I'd hasten to add that my list wasn't anywhere near comprehensive, which maybe is part of the point: hundreds of authors have taken their shot at Holmes in almost every media you could think of, and nobody derides the work as being "uncreative"--the only judgment is whether or not it's good. Nobody ever says "Why didn't you invent your own super-sleuth?" (Almost the opposite occurs: invent your own super-sleuth, and you inevitably invite a comparison to Holmes.)

It doesn't seem to me that there's a material difference in someone writing Sherlock Holmes stories vs. someone writing Harry Potter stories--there may be a difference in whether the thing can be published, but that's a different subject--legality as opposed to legitimacy.

Over in the comments on Scalzi's blog, some posters wondered why anyone would write ______ fanfic: I'm not a fanficcer, but I suspect they do it for some of the same reasons I list for Holmes fictions: interesting characters, interesting settings,and the "who are we kidding" issue (if you're going to write about a boy wizard at wizard boarding school, you almost might as well just go ahead and call him "Harry Potter," it's not like people won't notice).
Lis Riba said…
Like I said, I read the early books in the series and then lost interest.

The idea is that Holmes existed, but Watson's stories made him out to be older than he really was. The series begins in 1915, with 15-year-old Mary Russell discovering the famous detective is her neighbor. She's a rather sharp cookie herself, and, well, mysteries happen. I'll say no more to avoid spoilers.

Now, I read more than I write, but re: your last paragraph, one other important reason: community. First of all, writers/artists have a built-in audience for (hopefully) immediate feedback.

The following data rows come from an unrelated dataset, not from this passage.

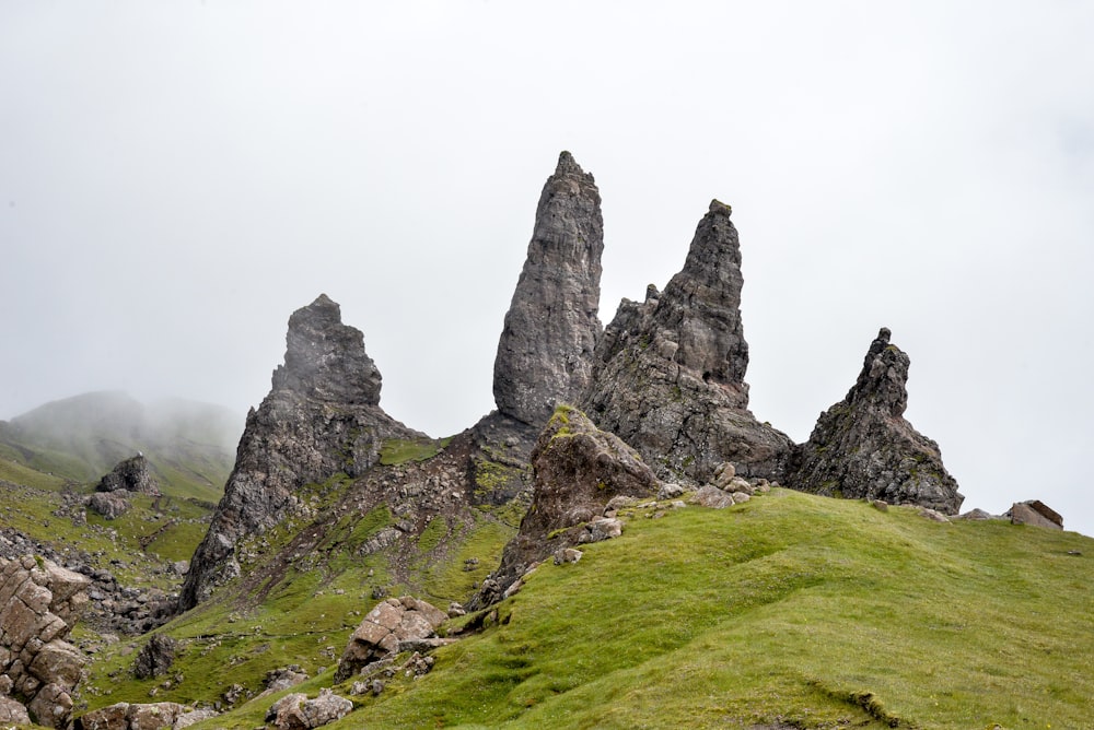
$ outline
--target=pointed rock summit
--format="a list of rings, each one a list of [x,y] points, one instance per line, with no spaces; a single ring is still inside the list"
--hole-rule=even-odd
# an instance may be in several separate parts
[[[380,408],[380,372],[360,330],[342,325],[325,294],[289,318],[284,365],[258,410],[247,414],[235,469],[209,532],[190,561],[178,608],[193,608],[236,575],[237,541],[264,532],[302,505],[294,492],[338,472],[363,473],[385,438],[422,437]]]
[[[589,384],[601,334],[601,193],[569,152],[547,178],[493,366],[508,416],[540,427]]]
[[[729,205],[699,222],[664,293],[624,299],[596,350],[582,407],[666,481],[703,482],[732,461],[746,476],[782,479],[792,444],[748,411],[741,322],[741,246]]]
[[[292,313],[284,365],[274,373],[274,390],[318,401],[379,405],[382,378],[364,351],[361,330],[341,322],[341,307],[321,294]]]
[[[821,414],[795,456],[790,484],[826,496],[916,504],[956,515],[964,501],[939,445],[904,417],[907,354],[882,328],[847,397]]]

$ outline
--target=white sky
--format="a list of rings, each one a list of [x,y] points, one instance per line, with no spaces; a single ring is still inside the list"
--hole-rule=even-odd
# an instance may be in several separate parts
[[[760,420],[807,438],[891,327],[965,507],[1094,534],[1092,38],[1080,1],[0,0],[0,417],[242,428],[325,292],[387,411],[459,431],[566,149],[605,323],[723,200]]]

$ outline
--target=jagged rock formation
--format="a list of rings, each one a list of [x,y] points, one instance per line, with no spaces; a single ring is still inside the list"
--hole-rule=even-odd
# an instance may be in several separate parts
[[[96,492],[137,492],[138,494],[160,494],[160,485],[148,468],[148,459],[139,454],[118,462],[110,473],[95,485]]]
[[[51,561],[0,558],[0,696],[15,692],[26,698],[37,725],[68,723],[86,660],[65,638],[88,602],[90,582]],[[16,714],[10,702],[4,705],[5,714]]]
[[[502,414],[539,428],[557,403],[575,401],[589,384],[601,334],[603,250],[600,191],[563,152],[544,185],[498,343],[493,397]]]
[[[132,509],[132,503],[126,497],[129,492],[118,490],[116,492],[95,492],[88,496],[88,509],[97,513],[106,519],[117,519]]]
[[[882,328],[847,397],[821,414],[795,455],[789,485],[956,515],[965,497],[942,466],[939,445],[904,419],[911,361],[889,337]]]
[[[741,247],[719,201],[696,229],[664,293],[624,299],[596,349],[582,407],[666,481],[702,483],[723,461],[745,476],[782,479],[792,444],[748,411],[741,322]]]
[[[484,581],[473,609],[500,599],[507,588],[551,553],[582,542],[585,527],[618,495],[657,494],[661,482],[635,449],[597,428],[581,411],[559,407],[532,451],[532,506]],[[615,526],[604,526],[612,529]]]
[[[364,473],[386,438],[424,437],[380,408],[381,376],[360,330],[321,295],[289,318],[284,365],[247,414],[235,468],[212,525],[190,561],[182,610],[238,574],[236,541],[298,509],[293,493],[338,472]]]

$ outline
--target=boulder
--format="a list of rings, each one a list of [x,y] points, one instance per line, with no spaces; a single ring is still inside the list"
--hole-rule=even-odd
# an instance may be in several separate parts
[[[601,521],[606,507],[628,504],[622,496],[654,496],[661,487],[635,449],[567,405],[555,410],[539,434],[532,469],[532,506],[505,545],[501,565],[472,599],[472,610],[498,601],[528,566],[578,544],[581,534],[617,533],[617,520]]]
[[[138,494],[160,494],[160,484],[149,469],[143,454],[119,461],[110,473],[98,480],[96,492],[136,492]]]
[[[0,696],[0,725],[31,725],[31,717],[18,700]]]
[[[1063,529],[1063,517],[1039,499],[1016,502],[1008,513],[1012,525],[1033,525],[1050,530]]]
[[[95,492],[88,497],[88,509],[106,519],[117,519],[132,509],[132,503],[126,498],[128,494],[125,490]]]
[[[266,713],[266,721],[278,730],[309,730],[346,717],[353,709],[353,703],[321,690],[319,696],[309,699],[302,692],[286,695],[274,703]]]
[[[559,155],[536,209],[528,254],[498,342],[498,410],[539,428],[589,384],[601,335],[604,223],[593,176]]]
[[[723,492],[713,484],[705,484],[691,497],[691,502],[711,509],[725,509],[733,506],[733,495]]]
[[[821,414],[799,447],[788,484],[852,499],[884,499],[956,515],[965,498],[939,445],[904,417],[910,358],[882,328],[847,397]]]
[[[68,723],[86,659],[65,638],[90,582],[48,560],[0,558],[0,676],[8,692],[26,699],[24,709],[38,725]]]
[[[689,486],[710,482],[726,461],[743,476],[781,479],[793,447],[748,410],[741,246],[730,214],[712,201],[665,291],[651,285],[644,302],[622,301],[579,403],[660,479]]]
[[[166,674],[175,662],[177,646],[166,634],[153,634],[133,659],[133,675],[148,680]]]
[[[335,681],[342,682],[365,664],[396,654],[400,643],[437,636],[437,627],[447,617],[440,609],[411,596],[381,601],[350,636]]]

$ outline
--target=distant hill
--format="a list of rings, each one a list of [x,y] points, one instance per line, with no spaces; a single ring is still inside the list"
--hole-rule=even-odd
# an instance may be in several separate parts
[[[243,417],[219,405],[92,392],[0,421],[0,460],[88,483],[143,452],[165,494],[217,502],[242,431]]]

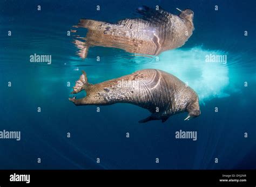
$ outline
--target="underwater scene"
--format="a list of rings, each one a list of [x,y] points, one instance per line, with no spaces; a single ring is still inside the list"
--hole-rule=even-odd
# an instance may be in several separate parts
[[[1,1],[0,169],[256,169],[255,6]]]

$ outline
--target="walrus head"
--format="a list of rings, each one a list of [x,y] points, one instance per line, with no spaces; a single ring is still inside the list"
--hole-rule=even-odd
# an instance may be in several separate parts
[[[193,24],[193,19],[194,18],[194,12],[190,9],[185,9],[184,10],[180,10],[179,9],[177,9],[179,11],[180,11],[180,14],[179,17],[181,18],[186,19],[191,24]]]
[[[184,120],[188,120],[191,118],[197,117],[201,114],[200,111],[199,103],[198,100],[198,97],[197,96],[196,100],[188,104],[187,107],[187,111],[188,112],[188,115],[184,119]]]

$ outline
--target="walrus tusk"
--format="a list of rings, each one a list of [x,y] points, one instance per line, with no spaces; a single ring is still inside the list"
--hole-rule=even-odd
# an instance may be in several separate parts
[[[186,118],[184,119],[184,121],[189,120],[191,118],[191,117],[190,115],[188,115]]]

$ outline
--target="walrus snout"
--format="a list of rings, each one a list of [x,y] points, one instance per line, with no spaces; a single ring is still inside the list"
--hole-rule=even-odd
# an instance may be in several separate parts
[[[194,118],[197,117],[201,114],[201,111],[200,110],[199,103],[198,100],[198,96],[197,95],[197,99],[195,102],[192,104],[188,105],[187,107],[187,112],[188,115],[184,119],[184,120],[188,120],[191,118]]]

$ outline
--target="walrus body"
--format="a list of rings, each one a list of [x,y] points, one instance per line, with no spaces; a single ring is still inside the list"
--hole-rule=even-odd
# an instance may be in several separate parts
[[[88,83],[83,71],[73,89],[72,94],[84,89],[86,92],[84,98],[69,98],[76,105],[125,103],[149,110],[152,114],[139,123],[164,122],[171,116],[183,112],[188,112],[185,120],[200,114],[197,94],[176,77],[160,70],[143,69],[94,85]]]
[[[138,9],[142,19],[125,19],[116,24],[82,19],[74,27],[88,29],[86,38],[74,43],[85,58],[89,47],[103,46],[124,49],[132,53],[158,55],[183,46],[192,34],[193,12],[181,11],[179,16],[144,6]],[[76,31],[75,31],[76,32]],[[80,40],[84,40],[82,41]]]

No interminable wait for a submission/editorial/publication process before attracting notice from readers. And it's very much a gift economy; right now my reading list is overflowing with postings from organized holiday exchanges.

I happen to follow Harry Potter fandom, and after each book came out, everybody was sharing their interpretations of different scenes, and how such-and-such character was portrayed and reading into the gaps in JKR's narrative. [You wouldn't believe the number of essays written between Books 6 and 7 about Snape: good or evil] And some of these discussions inspired fics. It's not that big a leap from speculation to actually filling in the missing scenes.
And, of course, once you have this community and shared knowledge, you get injokes and playfulness.

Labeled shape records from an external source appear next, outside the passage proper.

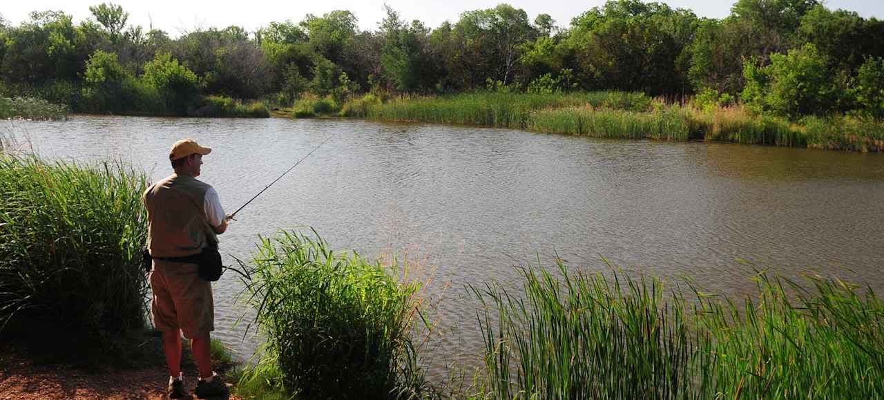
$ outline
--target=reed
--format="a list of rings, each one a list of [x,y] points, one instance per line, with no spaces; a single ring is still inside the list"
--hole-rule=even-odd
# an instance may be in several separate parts
[[[316,234],[314,232],[314,234]],[[399,281],[355,253],[335,253],[316,235],[261,238],[242,264],[243,301],[267,337],[244,390],[299,398],[423,398],[432,388],[411,339],[420,285]]]
[[[0,119],[64,119],[67,108],[35,97],[0,97]]]
[[[270,118],[270,107],[266,101],[252,100],[243,102],[221,96],[207,96],[201,101],[202,105],[191,112],[191,117],[210,118]]]
[[[612,139],[687,141],[690,124],[677,110],[631,112],[591,107],[543,110],[532,112],[526,128],[543,133]]]
[[[420,121],[526,128],[530,114],[547,108],[579,107],[645,111],[651,98],[641,93],[587,92],[530,94],[472,92],[453,96],[400,97],[355,109],[350,116],[381,120]]]
[[[485,398],[691,398],[700,340],[659,280],[522,269],[523,293],[470,287],[484,306]]]
[[[878,398],[884,304],[871,288],[758,273],[742,302],[659,279],[522,269],[523,290],[471,286],[482,398]],[[690,285],[689,285],[690,286]]]
[[[807,117],[807,146],[815,149],[884,151],[884,121],[862,117]]]
[[[711,340],[706,395],[725,398],[880,398],[884,396],[884,303],[871,288],[760,272],[758,294],[706,298],[698,329]]]
[[[292,106],[294,118],[315,118],[337,116],[341,105],[332,96],[320,97],[308,95],[299,98]]]
[[[144,327],[143,173],[0,154],[0,329],[14,318],[95,339]]]

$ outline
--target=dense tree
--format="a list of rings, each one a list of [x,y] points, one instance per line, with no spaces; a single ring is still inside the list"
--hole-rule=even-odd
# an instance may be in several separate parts
[[[111,42],[120,39],[123,28],[126,27],[126,21],[129,19],[129,13],[123,11],[123,7],[109,3],[102,3],[98,5],[89,7],[89,12],[95,18],[95,20],[107,31]]]
[[[852,12],[818,5],[801,19],[803,42],[813,43],[834,64],[852,74],[866,56],[884,57],[884,21],[865,19]]]
[[[474,84],[485,79],[508,84],[522,59],[522,44],[537,35],[524,10],[506,4],[466,12],[454,27],[464,62],[476,68]]]
[[[884,21],[822,3],[736,0],[728,18],[700,19],[662,3],[608,0],[564,28],[506,4],[435,29],[387,7],[373,31],[357,31],[355,16],[339,10],[178,38],[127,25],[128,13],[105,3],[77,24],[51,11],[19,26],[0,17],[0,91],[73,110],[116,112],[141,99],[131,107],[183,113],[203,94],[287,105],[305,92],[342,100],[366,90],[619,89],[740,95],[755,110],[792,118],[881,118]]]
[[[385,10],[386,18],[379,32],[384,40],[381,66],[385,77],[400,91],[432,88],[438,72],[436,60],[426,51],[430,29],[417,20],[407,24],[389,6]]]
[[[790,118],[831,112],[845,88],[839,87],[827,63],[812,43],[771,55],[765,67],[747,62],[743,99],[757,111]]]

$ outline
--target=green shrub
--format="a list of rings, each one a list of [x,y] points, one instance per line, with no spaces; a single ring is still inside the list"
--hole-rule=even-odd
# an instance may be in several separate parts
[[[226,118],[269,118],[267,102],[254,100],[242,102],[221,96],[207,96],[200,102],[196,110],[189,112],[191,117],[226,117]]]
[[[679,110],[629,112],[592,108],[563,108],[532,112],[527,129],[610,139],[687,141],[688,119]]]
[[[144,65],[141,83],[156,90],[164,108],[184,116],[200,98],[202,83],[193,71],[172,58],[170,53],[157,53],[153,61]]]
[[[381,100],[370,93],[354,98],[344,104],[340,110],[341,117],[366,118],[371,112],[371,108],[381,105]]]
[[[294,102],[292,110],[295,118],[312,118],[336,115],[340,112],[340,105],[331,96],[318,97],[309,95]]]
[[[304,398],[408,398],[429,390],[411,342],[419,284],[298,233],[262,238],[243,268],[245,302],[267,337],[264,359],[244,386]],[[258,385],[261,386],[261,385]]]
[[[119,164],[0,155],[0,324],[35,318],[96,340],[143,327],[146,188]]]
[[[647,111],[652,99],[643,93],[587,92],[525,94],[474,92],[445,96],[405,97],[369,109],[368,118],[496,127],[526,128],[531,112],[538,110],[584,107]]]
[[[765,67],[747,61],[743,101],[756,112],[769,111],[792,119],[838,111],[843,85],[828,68],[828,60],[811,43],[788,54],[774,53]]]
[[[859,67],[853,92],[862,112],[884,119],[884,58],[869,58]]]

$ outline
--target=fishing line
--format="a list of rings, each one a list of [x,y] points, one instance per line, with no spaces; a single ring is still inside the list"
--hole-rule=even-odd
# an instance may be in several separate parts
[[[278,177],[278,178],[277,178],[277,179],[275,179],[275,180],[273,180],[273,181],[272,181],[272,182],[271,182],[271,184],[270,184],[270,185],[267,185],[267,186],[265,186],[265,187],[264,187],[264,188],[261,189],[261,191],[260,191],[260,192],[258,192],[258,194],[257,194],[257,195],[255,195],[255,196],[254,196],[254,197],[252,197],[252,199],[251,199],[251,200],[249,200],[249,201],[246,202],[246,204],[242,204],[242,206],[241,206],[241,207],[240,207],[240,208],[238,208],[238,209],[237,209],[237,210],[236,210],[235,212],[233,212],[233,213],[232,213],[232,214],[230,214],[230,215],[228,215],[228,216],[227,216],[227,219],[233,219],[233,217],[234,217],[234,216],[236,216],[236,213],[237,213],[237,212],[240,212],[240,211],[241,211],[241,210],[242,210],[243,208],[246,208],[246,206],[247,206],[247,205],[248,205],[248,204],[249,204],[249,203],[252,203],[252,201],[254,201],[255,199],[258,198],[258,196],[261,196],[261,194],[262,194],[262,193],[263,193],[263,192],[264,192],[265,190],[267,190],[268,188],[270,188],[270,187],[273,186],[273,184],[274,184],[274,183],[276,183],[276,182],[277,182],[277,181],[279,181],[280,179],[282,179],[282,177],[286,176],[286,173],[289,173],[290,171],[292,171],[293,169],[294,169],[294,167],[295,167],[295,166],[298,166],[298,165],[299,165],[299,164],[301,164],[301,163],[302,161],[304,161],[305,159],[307,159],[307,158],[308,158],[308,157],[310,157],[310,154],[313,154],[313,152],[314,152],[314,151],[316,151],[316,150],[319,150],[319,148],[320,148],[320,147],[323,147],[323,145],[324,145],[324,144],[327,143],[327,142],[328,142],[328,141],[332,140],[332,136],[329,136],[329,137],[328,137],[328,139],[325,139],[325,142],[323,142],[322,143],[319,143],[319,145],[318,145],[318,146],[316,146],[316,149],[313,149],[312,150],[310,150],[310,152],[307,153],[307,155],[306,155],[306,156],[304,156],[304,157],[303,157],[303,158],[301,158],[300,160],[298,160],[298,162],[297,162],[297,163],[294,163],[294,165],[292,165],[292,167],[291,167],[291,168],[289,168],[289,169],[286,170],[286,172],[285,172],[285,173],[282,173],[282,175],[279,175],[279,177]],[[233,219],[233,220],[236,220],[236,219]]]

I'd go on, but it's late and I'm rambling.
Lis Riba said…
Oh, one further take on Holmes for you: were you aware the TV show House M.D. is supposed to be a modern updating of Holmes, with the brilliant deductions focused around medicine rather than crime. He pals around with Dr. Wilson, instead of Watson, but has been shown to live in apartment 221B.
Eric said…
Heh! That's cool: I'm not a fan of House, but I'll give them credit for the Holmes references.

I've heard the show's gotten better since I last saw it back in its first or second season, when every episode seemed to be virtually identical. (Since moving two years ago, I've never bothered getting cable and have found I don't seem to miss anything, aside from the fact that I have to wait and wait and wait for Galactica seasons to come out on DVD or get my New Doctor Who fix from... [ahem!] "slightly less than completely legitimate online sources" [koff!], assuming, of course, that I've hypothetically seen any of those episodes, which I possibly haven't in any official sense [choke!]. I admit nothing.)
Lis Riba said…
Yay! Another cable TV dropout.

When we moved to our current house, we got cable modem service, but decided to wait on the TV channels. Sure, there are some shows I wish I could see, but nothing that could quite justify the monthly costs.